The Vault and Postgres provider must be configured appropriately:

provider "vault" {
  address      = var.vault_address
  token        = var.vault_token
  ca_cert_file = var.vault_ca_cert_file
}

provider "postgresql" {
  host     = var.postgres_host
  port     = var.postgres_port
  database = var.postgres_database
  username = var.postgres_username
  password = var.postgres_password
  sslmode  = "disable"
}

Overview

This Terraform configuration provisions and manages multiple databases a single instance of Postgres. It uses a custom module (terraform/modules/database) to create a new role and database for a given application. Vault is then used to periodically rotate the database credentials with a static role in the database secrets engine.
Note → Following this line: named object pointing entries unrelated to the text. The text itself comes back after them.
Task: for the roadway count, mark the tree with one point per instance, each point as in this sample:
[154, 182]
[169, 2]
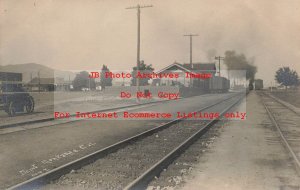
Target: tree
[143, 69]
[287, 77]
[82, 80]
[105, 81]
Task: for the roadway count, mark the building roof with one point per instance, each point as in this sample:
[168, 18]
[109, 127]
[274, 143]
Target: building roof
[209, 67]
[201, 66]
[37, 80]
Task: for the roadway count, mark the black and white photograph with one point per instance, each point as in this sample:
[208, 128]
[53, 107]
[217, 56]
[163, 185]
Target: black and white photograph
[150, 94]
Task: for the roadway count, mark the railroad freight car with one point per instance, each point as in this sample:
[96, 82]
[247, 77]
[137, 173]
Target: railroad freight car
[258, 83]
[218, 84]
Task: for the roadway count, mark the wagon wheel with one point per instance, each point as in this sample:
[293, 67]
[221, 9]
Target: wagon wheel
[11, 108]
[29, 106]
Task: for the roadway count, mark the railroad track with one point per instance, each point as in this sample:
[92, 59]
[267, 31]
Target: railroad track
[60, 121]
[287, 123]
[133, 162]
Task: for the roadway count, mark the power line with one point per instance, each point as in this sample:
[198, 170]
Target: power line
[191, 47]
[138, 8]
[219, 58]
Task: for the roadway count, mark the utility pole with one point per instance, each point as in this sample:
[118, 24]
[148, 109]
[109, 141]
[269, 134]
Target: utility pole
[138, 8]
[219, 58]
[39, 81]
[191, 47]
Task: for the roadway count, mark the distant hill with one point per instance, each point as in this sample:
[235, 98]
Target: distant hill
[31, 70]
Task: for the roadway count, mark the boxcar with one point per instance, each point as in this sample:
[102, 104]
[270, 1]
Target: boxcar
[218, 84]
[258, 83]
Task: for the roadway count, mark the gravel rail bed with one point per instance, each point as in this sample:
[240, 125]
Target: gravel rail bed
[288, 122]
[118, 169]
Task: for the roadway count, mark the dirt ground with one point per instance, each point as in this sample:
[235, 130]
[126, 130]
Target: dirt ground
[247, 155]
[290, 96]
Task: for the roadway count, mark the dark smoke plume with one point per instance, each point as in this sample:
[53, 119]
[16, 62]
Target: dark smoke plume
[235, 61]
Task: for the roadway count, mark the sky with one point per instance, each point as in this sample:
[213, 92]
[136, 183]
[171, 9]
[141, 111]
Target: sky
[85, 34]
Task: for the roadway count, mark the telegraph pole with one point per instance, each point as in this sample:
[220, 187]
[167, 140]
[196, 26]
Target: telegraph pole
[191, 47]
[138, 8]
[219, 58]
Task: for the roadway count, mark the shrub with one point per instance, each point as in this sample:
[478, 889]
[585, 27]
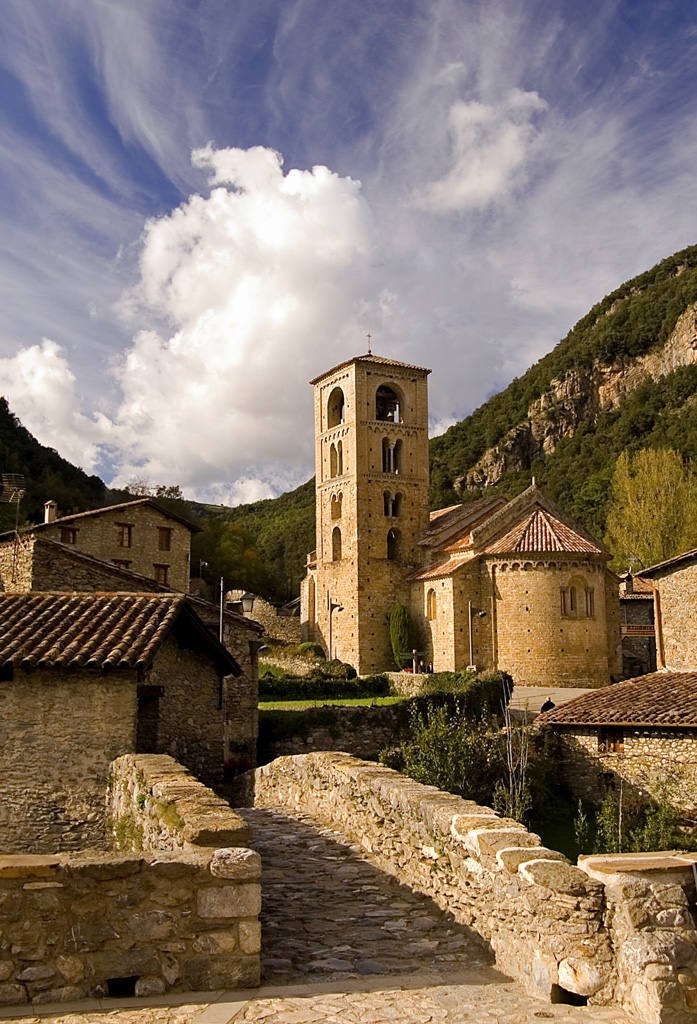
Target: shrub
[309, 647]
[399, 633]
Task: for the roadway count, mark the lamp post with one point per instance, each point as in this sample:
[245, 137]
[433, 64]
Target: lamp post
[471, 612]
[333, 606]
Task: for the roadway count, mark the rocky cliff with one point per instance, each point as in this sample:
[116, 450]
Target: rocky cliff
[577, 400]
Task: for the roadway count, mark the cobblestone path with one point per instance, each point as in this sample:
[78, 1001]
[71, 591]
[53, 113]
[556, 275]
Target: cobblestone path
[344, 943]
[328, 912]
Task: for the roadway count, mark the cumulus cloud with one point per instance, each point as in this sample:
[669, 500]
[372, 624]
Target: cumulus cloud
[43, 393]
[262, 281]
[489, 147]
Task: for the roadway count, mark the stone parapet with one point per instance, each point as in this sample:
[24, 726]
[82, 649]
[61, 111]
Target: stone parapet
[96, 925]
[652, 930]
[542, 916]
[155, 804]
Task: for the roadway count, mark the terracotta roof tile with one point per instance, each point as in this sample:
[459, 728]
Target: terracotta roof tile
[541, 531]
[88, 630]
[378, 359]
[661, 698]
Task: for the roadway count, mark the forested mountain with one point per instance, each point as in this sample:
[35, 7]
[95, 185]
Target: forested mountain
[623, 378]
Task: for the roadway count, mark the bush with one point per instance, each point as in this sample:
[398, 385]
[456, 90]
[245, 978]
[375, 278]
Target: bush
[309, 647]
[318, 685]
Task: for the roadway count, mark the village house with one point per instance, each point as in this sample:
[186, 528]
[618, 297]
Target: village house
[516, 586]
[637, 626]
[86, 677]
[641, 731]
[142, 536]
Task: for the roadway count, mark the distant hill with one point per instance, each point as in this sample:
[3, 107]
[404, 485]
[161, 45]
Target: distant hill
[624, 377]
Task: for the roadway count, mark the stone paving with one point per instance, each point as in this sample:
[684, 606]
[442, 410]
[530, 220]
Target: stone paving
[344, 943]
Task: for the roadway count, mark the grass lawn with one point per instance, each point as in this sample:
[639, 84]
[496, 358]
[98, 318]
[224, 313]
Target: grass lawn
[322, 701]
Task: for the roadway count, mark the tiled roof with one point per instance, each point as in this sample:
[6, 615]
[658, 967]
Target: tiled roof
[153, 502]
[541, 531]
[669, 563]
[93, 630]
[661, 698]
[378, 359]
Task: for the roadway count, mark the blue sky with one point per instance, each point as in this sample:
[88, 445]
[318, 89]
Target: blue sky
[205, 204]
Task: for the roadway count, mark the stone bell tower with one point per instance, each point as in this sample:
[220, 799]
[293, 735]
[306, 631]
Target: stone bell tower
[372, 478]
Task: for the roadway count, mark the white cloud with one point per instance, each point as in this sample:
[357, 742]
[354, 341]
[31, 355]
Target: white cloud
[41, 386]
[263, 281]
[489, 147]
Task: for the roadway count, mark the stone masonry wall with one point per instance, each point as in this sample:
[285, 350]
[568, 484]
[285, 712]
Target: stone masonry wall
[542, 916]
[650, 759]
[182, 915]
[154, 803]
[57, 736]
[100, 535]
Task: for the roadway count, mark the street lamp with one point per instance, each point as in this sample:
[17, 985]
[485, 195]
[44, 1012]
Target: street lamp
[333, 606]
[471, 612]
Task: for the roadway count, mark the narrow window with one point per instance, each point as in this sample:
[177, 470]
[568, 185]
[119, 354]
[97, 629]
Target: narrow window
[164, 539]
[335, 408]
[387, 404]
[393, 539]
[611, 740]
[125, 535]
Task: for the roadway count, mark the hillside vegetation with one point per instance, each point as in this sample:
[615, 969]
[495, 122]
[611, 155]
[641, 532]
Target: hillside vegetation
[263, 546]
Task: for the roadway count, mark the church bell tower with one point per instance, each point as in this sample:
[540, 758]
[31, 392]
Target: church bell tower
[372, 478]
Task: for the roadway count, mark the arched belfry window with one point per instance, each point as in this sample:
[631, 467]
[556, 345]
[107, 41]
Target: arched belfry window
[388, 403]
[393, 544]
[335, 408]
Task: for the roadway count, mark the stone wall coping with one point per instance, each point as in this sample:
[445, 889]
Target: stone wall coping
[207, 819]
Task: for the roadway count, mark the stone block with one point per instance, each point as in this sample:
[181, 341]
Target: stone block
[229, 901]
[558, 877]
[237, 864]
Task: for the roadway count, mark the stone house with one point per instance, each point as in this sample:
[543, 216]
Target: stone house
[44, 564]
[637, 626]
[641, 731]
[141, 536]
[673, 584]
[517, 586]
[86, 677]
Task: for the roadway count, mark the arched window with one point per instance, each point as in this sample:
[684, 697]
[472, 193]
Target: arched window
[336, 545]
[310, 601]
[335, 408]
[387, 403]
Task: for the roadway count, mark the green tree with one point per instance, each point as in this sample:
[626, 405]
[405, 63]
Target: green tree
[653, 509]
[399, 632]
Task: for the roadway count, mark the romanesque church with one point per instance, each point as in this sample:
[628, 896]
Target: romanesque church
[516, 586]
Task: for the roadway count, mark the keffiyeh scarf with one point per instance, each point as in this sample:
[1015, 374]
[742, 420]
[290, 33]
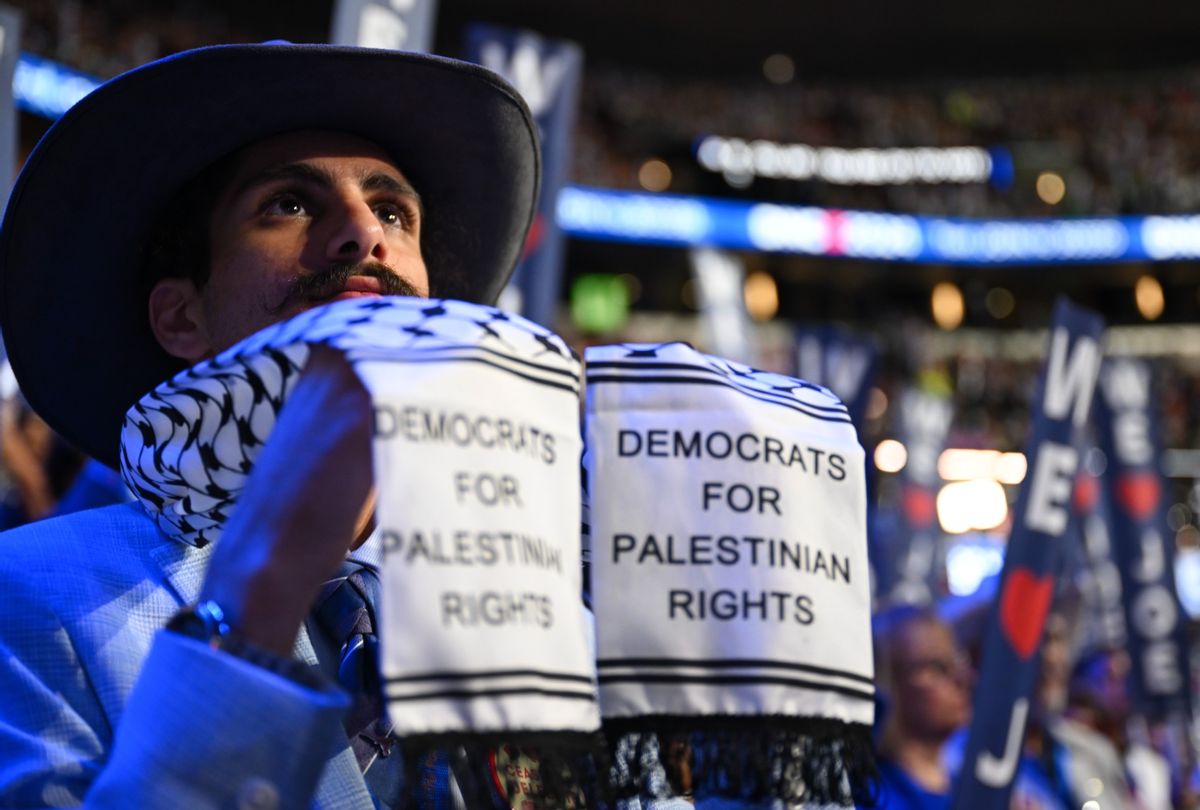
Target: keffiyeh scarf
[477, 451]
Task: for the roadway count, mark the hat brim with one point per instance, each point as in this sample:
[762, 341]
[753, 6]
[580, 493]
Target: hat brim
[72, 303]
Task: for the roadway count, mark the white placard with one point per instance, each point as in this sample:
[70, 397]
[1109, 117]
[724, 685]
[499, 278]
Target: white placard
[477, 455]
[729, 545]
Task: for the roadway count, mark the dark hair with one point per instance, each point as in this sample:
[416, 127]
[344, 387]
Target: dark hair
[179, 244]
[180, 241]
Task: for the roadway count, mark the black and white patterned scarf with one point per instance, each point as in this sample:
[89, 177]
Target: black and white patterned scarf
[477, 451]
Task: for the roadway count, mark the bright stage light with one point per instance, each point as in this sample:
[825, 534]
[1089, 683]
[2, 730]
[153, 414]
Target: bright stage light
[1051, 187]
[761, 295]
[947, 306]
[976, 505]
[1149, 295]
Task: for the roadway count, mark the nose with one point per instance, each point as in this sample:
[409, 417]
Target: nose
[357, 234]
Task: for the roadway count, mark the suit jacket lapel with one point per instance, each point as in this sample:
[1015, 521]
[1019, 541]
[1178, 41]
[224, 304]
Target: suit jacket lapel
[341, 786]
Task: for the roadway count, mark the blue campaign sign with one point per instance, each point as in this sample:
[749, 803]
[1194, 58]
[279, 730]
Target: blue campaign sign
[916, 552]
[547, 75]
[1145, 547]
[1041, 521]
[10, 46]
[738, 225]
[843, 363]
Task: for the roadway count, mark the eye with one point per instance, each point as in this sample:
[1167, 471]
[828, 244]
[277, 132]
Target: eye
[285, 205]
[390, 215]
[394, 214]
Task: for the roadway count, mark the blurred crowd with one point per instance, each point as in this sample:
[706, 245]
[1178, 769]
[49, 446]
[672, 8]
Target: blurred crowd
[1123, 143]
[118, 35]
[1127, 144]
[1085, 745]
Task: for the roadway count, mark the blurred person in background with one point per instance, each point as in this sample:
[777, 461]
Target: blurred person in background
[1099, 700]
[924, 679]
[36, 467]
[1066, 763]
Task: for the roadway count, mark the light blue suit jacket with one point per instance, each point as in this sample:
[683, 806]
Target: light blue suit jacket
[100, 707]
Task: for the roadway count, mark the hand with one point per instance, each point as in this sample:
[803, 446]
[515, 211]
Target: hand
[304, 504]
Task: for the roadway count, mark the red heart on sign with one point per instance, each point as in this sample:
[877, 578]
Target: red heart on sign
[1087, 492]
[919, 507]
[1023, 610]
[1139, 493]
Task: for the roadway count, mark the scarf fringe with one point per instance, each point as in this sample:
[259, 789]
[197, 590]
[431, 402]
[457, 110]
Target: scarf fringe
[795, 760]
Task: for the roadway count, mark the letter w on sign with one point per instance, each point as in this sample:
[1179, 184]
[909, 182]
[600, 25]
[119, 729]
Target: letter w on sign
[1039, 525]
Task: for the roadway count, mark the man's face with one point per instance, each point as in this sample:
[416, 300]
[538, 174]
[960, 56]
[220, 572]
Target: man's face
[933, 697]
[307, 219]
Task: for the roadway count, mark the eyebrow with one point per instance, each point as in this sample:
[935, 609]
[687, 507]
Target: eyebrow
[309, 174]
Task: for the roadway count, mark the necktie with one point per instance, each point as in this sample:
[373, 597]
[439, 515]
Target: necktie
[345, 611]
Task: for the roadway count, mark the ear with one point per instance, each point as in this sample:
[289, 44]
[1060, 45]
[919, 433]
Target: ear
[177, 319]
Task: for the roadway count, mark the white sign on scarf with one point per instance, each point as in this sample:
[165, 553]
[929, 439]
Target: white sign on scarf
[477, 455]
[729, 543]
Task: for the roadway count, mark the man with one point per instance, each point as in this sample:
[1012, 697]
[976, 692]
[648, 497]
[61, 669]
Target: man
[924, 677]
[178, 209]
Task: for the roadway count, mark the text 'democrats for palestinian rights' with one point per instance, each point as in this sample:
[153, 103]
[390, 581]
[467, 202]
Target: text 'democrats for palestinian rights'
[481, 534]
[729, 547]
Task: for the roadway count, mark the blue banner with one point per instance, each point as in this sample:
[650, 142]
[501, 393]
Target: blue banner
[1036, 547]
[910, 565]
[547, 75]
[387, 24]
[1145, 546]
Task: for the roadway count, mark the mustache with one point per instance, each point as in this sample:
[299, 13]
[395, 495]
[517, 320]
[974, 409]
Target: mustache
[327, 283]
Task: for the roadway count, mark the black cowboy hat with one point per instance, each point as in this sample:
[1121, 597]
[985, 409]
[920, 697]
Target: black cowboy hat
[72, 293]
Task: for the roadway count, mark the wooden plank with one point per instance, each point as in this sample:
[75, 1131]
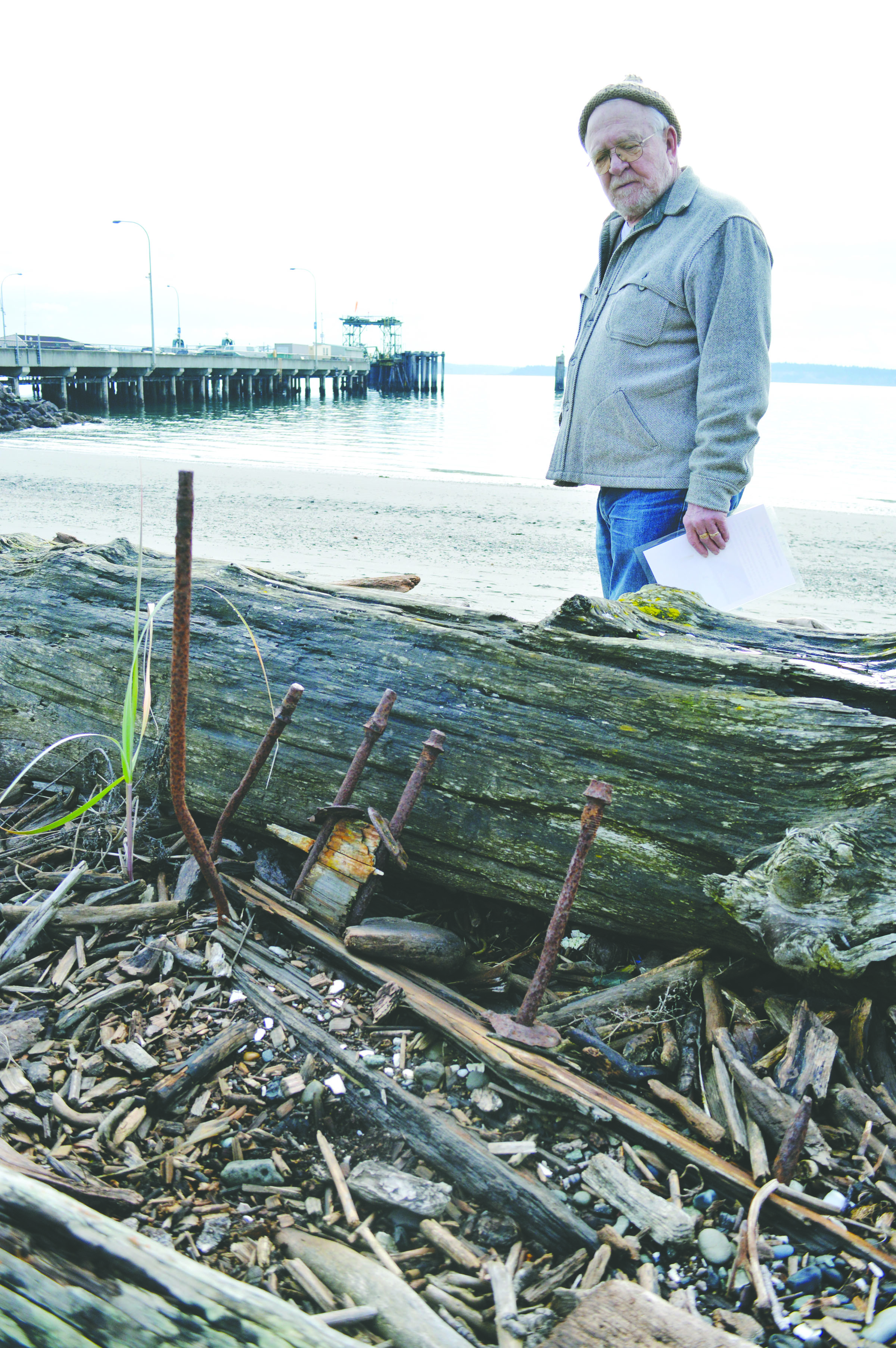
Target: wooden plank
[432, 1133]
[546, 1079]
[186, 1285]
[630, 691]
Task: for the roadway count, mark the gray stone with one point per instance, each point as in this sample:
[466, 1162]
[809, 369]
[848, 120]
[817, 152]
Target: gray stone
[429, 1075]
[214, 1233]
[378, 1183]
[250, 1172]
[495, 1230]
[883, 1327]
[313, 1092]
[190, 883]
[38, 1074]
[715, 1246]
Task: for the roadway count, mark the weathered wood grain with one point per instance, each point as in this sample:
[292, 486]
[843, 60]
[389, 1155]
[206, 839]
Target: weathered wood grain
[66, 1269]
[719, 736]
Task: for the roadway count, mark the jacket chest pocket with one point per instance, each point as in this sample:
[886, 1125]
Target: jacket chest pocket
[638, 314]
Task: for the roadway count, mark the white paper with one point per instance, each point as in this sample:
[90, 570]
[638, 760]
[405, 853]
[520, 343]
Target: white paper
[752, 564]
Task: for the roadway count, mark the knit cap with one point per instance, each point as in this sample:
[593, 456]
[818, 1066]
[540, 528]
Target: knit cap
[637, 91]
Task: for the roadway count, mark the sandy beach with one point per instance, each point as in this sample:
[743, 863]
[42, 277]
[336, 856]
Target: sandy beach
[511, 549]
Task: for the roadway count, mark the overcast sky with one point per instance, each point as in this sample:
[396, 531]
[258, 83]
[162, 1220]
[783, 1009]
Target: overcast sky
[424, 161]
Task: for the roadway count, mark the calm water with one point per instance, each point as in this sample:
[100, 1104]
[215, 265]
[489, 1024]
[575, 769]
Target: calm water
[824, 447]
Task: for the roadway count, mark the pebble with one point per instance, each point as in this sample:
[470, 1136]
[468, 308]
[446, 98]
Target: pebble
[715, 1246]
[883, 1327]
[806, 1280]
[494, 1229]
[487, 1100]
[38, 1074]
[214, 1233]
[251, 1172]
[704, 1200]
[429, 1075]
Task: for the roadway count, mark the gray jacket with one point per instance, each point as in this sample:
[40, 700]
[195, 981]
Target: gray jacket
[670, 373]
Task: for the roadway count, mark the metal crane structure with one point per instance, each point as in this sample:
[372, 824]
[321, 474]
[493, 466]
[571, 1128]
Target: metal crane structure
[394, 370]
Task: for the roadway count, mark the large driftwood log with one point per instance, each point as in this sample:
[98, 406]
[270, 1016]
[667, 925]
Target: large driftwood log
[73, 1279]
[759, 757]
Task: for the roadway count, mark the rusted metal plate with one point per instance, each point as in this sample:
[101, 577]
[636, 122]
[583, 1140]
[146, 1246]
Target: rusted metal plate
[533, 1036]
[387, 838]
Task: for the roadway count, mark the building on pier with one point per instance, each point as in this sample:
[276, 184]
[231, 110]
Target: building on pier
[394, 370]
[81, 375]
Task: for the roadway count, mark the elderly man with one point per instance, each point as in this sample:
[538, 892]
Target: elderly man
[670, 373]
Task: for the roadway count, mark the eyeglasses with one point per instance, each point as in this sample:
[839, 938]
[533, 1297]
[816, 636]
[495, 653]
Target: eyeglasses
[627, 150]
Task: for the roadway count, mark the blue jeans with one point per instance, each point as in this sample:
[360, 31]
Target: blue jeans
[630, 518]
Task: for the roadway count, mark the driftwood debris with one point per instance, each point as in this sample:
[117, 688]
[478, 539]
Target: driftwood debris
[666, 1223]
[201, 1065]
[812, 1049]
[622, 1315]
[635, 995]
[542, 1079]
[635, 691]
[401, 1313]
[433, 1136]
[73, 1279]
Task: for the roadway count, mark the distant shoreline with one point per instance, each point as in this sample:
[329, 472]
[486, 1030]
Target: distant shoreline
[783, 373]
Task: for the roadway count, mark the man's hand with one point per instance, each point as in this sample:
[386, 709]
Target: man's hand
[706, 530]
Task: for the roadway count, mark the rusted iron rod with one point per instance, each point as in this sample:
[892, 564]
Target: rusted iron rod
[180, 688]
[372, 731]
[410, 796]
[261, 757]
[597, 797]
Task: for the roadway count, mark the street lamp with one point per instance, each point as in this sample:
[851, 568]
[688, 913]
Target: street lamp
[2, 309]
[178, 294]
[316, 307]
[150, 250]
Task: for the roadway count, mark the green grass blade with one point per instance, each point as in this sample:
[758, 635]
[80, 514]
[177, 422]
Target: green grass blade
[66, 739]
[75, 815]
[251, 638]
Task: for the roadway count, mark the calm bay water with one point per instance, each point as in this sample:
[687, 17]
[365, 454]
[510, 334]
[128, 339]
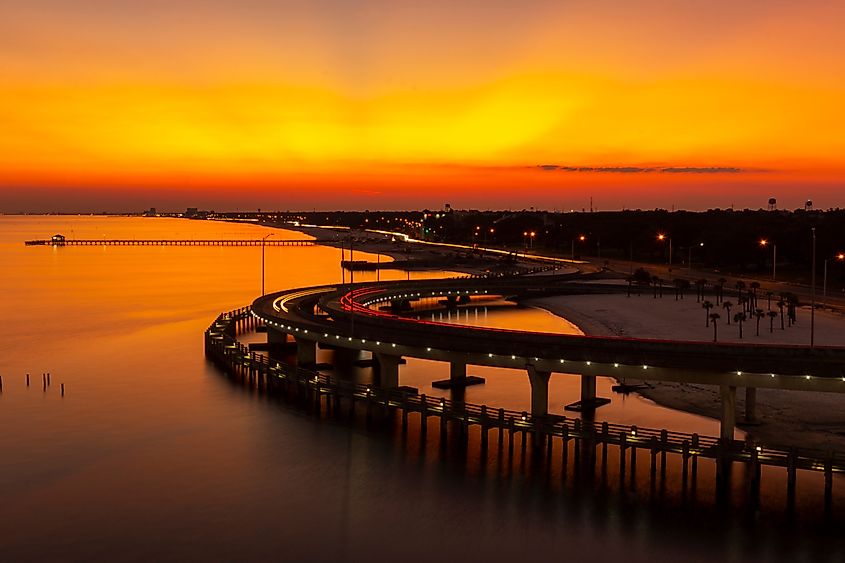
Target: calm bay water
[154, 454]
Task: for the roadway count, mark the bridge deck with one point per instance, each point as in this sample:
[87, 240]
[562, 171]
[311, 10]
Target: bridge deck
[170, 242]
[222, 346]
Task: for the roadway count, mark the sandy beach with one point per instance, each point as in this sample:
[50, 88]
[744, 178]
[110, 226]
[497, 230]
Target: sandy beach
[815, 420]
[807, 419]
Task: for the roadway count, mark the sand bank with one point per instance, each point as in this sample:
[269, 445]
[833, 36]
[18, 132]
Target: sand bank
[807, 419]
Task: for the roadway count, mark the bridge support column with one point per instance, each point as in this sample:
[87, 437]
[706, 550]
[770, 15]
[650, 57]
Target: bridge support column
[539, 390]
[728, 420]
[388, 366]
[306, 351]
[750, 404]
[588, 389]
[457, 370]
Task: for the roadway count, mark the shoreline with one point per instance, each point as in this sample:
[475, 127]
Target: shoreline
[785, 418]
[788, 418]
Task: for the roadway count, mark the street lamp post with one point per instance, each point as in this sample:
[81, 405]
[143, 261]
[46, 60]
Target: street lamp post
[689, 259]
[581, 238]
[263, 240]
[839, 256]
[763, 243]
[661, 236]
[813, 295]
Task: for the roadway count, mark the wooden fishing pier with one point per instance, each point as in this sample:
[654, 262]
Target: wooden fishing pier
[169, 242]
[544, 431]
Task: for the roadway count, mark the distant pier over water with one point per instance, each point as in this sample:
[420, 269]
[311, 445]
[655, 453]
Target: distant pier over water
[59, 240]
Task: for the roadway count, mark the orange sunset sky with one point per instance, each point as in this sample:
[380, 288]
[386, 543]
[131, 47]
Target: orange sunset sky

To access the rotated credentials in Vault from Nomad, a relevant Vault policy is also created.

Prerequisites

  • An existing Vault instance
  • To access the credentials in Nomad, Vault integration must be configured
  • An existing Postgres instance

Minimally, the Postgres instance should have a default user and database (postgres) that can has the privileges to create roles and databases. The connection credentials must be passed as variables.

Usage

The database module requires two shared resources from Vault:

resource "vault_mount" "db" {
  path = "postgres"
  type = "database"
}

resource "vault_database_secret_backend_connection" "postgres" {
  backend       = vault_mount.db.path
  name          = "postgres"
  allowed_roles = ["*"]

  postgresql {
    connection_url = local.connection_url
  }
}

These resources provide a single shared backend and DB connection that must be passed to each module:

module "role" {
  source   = "../modules/database"
  for_each = local.roles

  postgres_vault_backend = vault_mount.db.path
  postgres_db_name       = vault_database_secret_backend_connection.postgres.name

  postgres_role_name                   = each.key
  postgres_role_password               = each.key
  postgres_static_role_rotation_period = each.value
}

The for_each meta-argument simplifies the use of the module further by simply requiring a list of role objects as input:

postgres_roles = [
  {
    name = "foo"
    rotation_period = 86400
  },
  {
    name = "bar"
  },
]
  • name is the chosen name of the role
  • rotation_period is the password rotation period of the role in seconds (optional with a default of 86400)

The Nomad job obtains the database credentials with a template and vault block:

vault {
  policies = ["foo"]
}

template {
  data        = <<EOF
{{ with secret "postgres/static-creds/foo" }}
DATABASE_URL = "postgres://foo:{{ .Data.password }}@localhost:5432/foo?sslmode=disable"
{{ end }}
EOF
  destination = "secrets/.env"
  env         = true
}

Variables

VariableDescriptionTypeDefault
vault_addressVault addressstringhttps://localhost:8200
vault_token(Root) Vault token for providerstring
vault_ca_cert_fileLocal path to Vault CA cert filestring./certs/vault_ca.crt
postgres_usernamePostgres root usernamestringpostgres
postgres_passwordPostgres root passwordstringpostgres
postgres_databasePostgres databasestringpostgres
postgres_hostPostgres hoststringlocalhost
postgres_portPostgres portstring"5432"
postgres_rolesList of roles to be addedlist(object)

Notes

  • Any new entries must also be added to allowed_policies in the vault_token_auth_backend_role.nomad_cluster resource in Vault to be available by Nomad.